In fact quite a lot; it is something pwMS should take note of.
Alexithymia is a personality trait that can be found in more than half of pwMS. The study below and other data show that alexithymia is associated with MS-related fatigue. Alexithymia can be assessed using a questionnaire. You can complete an alexithymia screening tool online. You can also assess your levels of MS-related fatigue using the online Modified Fatigue Impact Scale (MFIS) calculator. I would be interested to see if we can confirm these results.
The questions that need to be asked is alexithymia irreversible; or is it potentially reversible as has been shown with other cognitive impairments in MS? Is there a specific part of the brain where a single lesion can cause alexithymia; in other words can a single MS lesion in a strategic area cause alexithymia as part of a relapse?
Alexithymia is associated with damage to the limbic system and cortical areas of the left hemisphere including the anterior cingulate, inferior, middle, and superior frontal regions, insula, and supplementary motor areas. It appears that alexithymia is another cognitive symptom that is associated with MS-related damage. Therefore, to prevent developing alexithymia we need to treat MS early and effectively; i.e. to turn off the shredder before it causes irreversible damage.
Chalah et al. Neurophysiological, radiological and neuropsychological evaluation of fatigue in multiple sclerosis. Mult Scler Relat Disord. 2018 Dec 21;28:145-152.
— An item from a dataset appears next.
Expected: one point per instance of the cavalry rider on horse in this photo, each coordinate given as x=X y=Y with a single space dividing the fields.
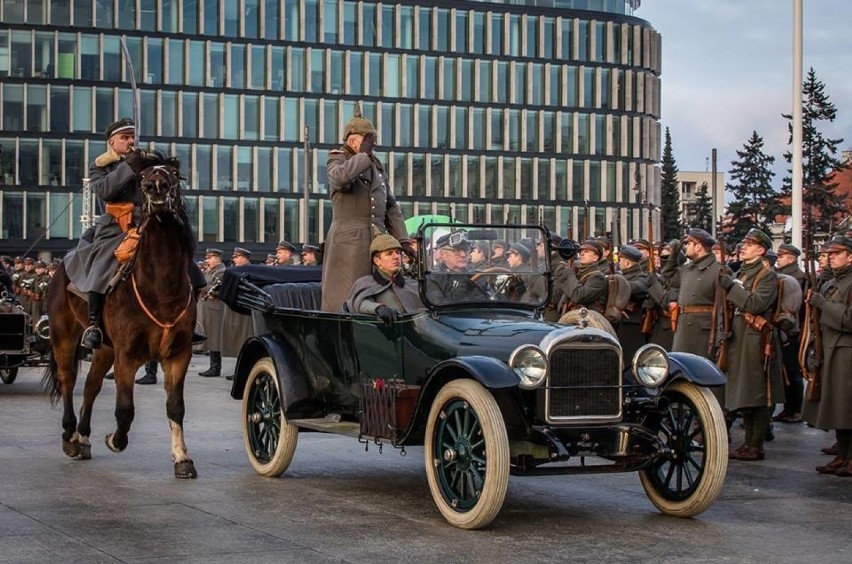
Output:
x=115 y=178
METHODS: Fatigued (n = 21) and non-fatigued (n = 17) MS patients were enrolled based on the Modified Fatigue Impact Scale. They underwent clinical (disability score and disease duration), neuropsychological (scales of depression, anxiety, alexithymia, sleep, and Symbol Digit Modalities Test), neurophysiological (corticospinal excitability measures using transcranial magnetic stimulation), and radiological (volume-based morphometric magnetic resonance imaging) evaluations. The normality of data distribution was studied by the Kolmogorov-Smirnov test. Group comparison was performed using the Mann-Whitney or Student t test (quantitative data) and the exact Fisher’s test (qualitative data). Correlation analysis was done using Pearson and Spearman tests.
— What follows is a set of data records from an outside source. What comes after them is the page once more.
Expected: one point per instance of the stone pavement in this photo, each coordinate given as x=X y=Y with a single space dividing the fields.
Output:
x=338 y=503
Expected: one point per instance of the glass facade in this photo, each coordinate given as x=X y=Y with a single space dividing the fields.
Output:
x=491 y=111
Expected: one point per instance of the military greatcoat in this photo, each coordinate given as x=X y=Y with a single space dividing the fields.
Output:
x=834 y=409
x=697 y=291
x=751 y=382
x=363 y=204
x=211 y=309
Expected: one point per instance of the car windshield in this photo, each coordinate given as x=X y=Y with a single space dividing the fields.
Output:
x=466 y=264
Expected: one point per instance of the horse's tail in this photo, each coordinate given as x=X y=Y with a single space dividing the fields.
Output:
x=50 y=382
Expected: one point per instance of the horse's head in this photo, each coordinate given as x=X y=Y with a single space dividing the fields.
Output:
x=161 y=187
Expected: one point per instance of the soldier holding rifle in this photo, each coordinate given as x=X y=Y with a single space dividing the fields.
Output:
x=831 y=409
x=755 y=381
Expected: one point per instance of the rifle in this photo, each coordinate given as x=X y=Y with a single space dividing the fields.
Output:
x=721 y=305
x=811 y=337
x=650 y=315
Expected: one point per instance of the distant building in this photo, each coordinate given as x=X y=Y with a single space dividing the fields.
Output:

RESULTS: Fatigued patients had higher depression (p = 0.02), anxiety (p = 0.02) and alexithymia (p = 0.04) scores compared to non-fatigued patients. On the neurophysiological and radiological evaluations, they also had higher short-interval intracortical inhibition (p = 0.04), larger caudate nuclei (p ≤ 0.01) and smaller left parietal cortex (p = 0.01). These findings were in line with the correlation analyses results.
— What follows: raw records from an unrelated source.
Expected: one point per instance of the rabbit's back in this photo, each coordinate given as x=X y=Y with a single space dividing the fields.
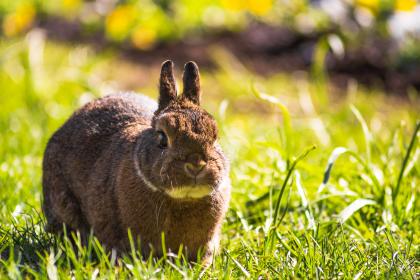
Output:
x=74 y=151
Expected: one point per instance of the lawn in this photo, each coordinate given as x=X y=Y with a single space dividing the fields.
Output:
x=325 y=180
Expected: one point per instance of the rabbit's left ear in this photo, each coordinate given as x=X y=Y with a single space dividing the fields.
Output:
x=191 y=80
x=167 y=86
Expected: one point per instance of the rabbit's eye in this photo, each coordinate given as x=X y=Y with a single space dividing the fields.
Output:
x=163 y=139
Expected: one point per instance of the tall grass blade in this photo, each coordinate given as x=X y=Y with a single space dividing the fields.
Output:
x=286 y=180
x=238 y=264
x=333 y=157
x=396 y=190
x=286 y=116
x=353 y=208
x=366 y=131
x=305 y=202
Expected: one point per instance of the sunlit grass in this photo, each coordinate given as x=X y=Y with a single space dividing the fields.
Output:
x=346 y=209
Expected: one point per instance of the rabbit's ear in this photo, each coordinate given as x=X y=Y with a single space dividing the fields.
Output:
x=167 y=85
x=191 y=79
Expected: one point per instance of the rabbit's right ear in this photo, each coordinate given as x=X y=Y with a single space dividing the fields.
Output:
x=167 y=85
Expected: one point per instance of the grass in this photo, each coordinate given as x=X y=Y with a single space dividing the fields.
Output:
x=324 y=186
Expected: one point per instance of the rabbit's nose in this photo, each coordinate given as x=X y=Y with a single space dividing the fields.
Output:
x=194 y=165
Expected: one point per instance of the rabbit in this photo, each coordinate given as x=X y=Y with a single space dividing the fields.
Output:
x=124 y=163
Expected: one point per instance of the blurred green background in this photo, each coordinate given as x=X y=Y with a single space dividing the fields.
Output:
x=280 y=77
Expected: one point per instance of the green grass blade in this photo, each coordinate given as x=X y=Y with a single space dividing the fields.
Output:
x=366 y=131
x=396 y=190
x=355 y=206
CONCLUSION: The neuropsychological findings suggest common underlying mechanisms as well as bi-directional relationships between fatigue and each of anxiety, depression, and alexithymia. The neurophysiological findings may reflect maladaptive neuroplasticity processes and an aberrant GABAergic transmission in the generation of fatigue. The radiological findings could be interpreted in the light of the ‘dysfunctional hypertrophy’ or ‘compensatory hypertrophy’ hypotheses.